Director of the Honors Program

Lynn Sondag, MFA

First Reader

Thomas Burke, MFA

Second Reader

Gay Lynch, PhD

Abstract

This document chronicles my choreographic process during my final year at Dominican University of California. It explores how loss can be understood through the embodied experience and expression of gratitude. The arc of relationships, through the process of introductions, intimacy, and absence, is communicated as a tender ode, expressed both in words and in dance.

The primary source comes from the finished dance and the choreographic process itself. The themes also draw inspiration from the works of Oscar Wilde, John O’Donohue, and Kimerer LaMothe as well as the poetry of David Whyte, Mary Oliver, and Jane Hirschfield. Through this process, corresponding ideas about language, impermanence, and resilience naturally became integrated into this thesis, so that gratitude becomes deeply intertwined with feelings of loss and absence.

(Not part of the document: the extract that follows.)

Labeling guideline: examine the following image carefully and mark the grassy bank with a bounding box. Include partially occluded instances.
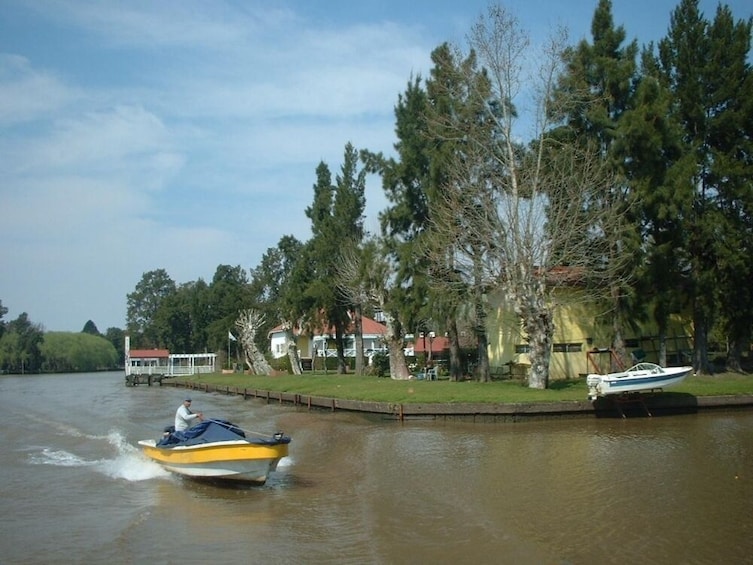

Following the three stanzas of a Pindaric ode, the thesis unfolds in three sections that correspond with the strophe, antistrophe, and epode. The first section, “Oscar,” introduces the people. “Delta,” relating to change, conveys how these people impact our lives and change the shape of our worlds, both when they come in to our lives and when they leave. The last section, “Echo,” shows that these changes continue to resonate long after the individuals have changed, dispersed, or disappeared. In physical and introspective reflection, both the finished dance and the written thesis connect these three sections through the underlying theme of gratitude. Paying tribute to those no longer present provides a way to transform loss into profound expressions of gratitude.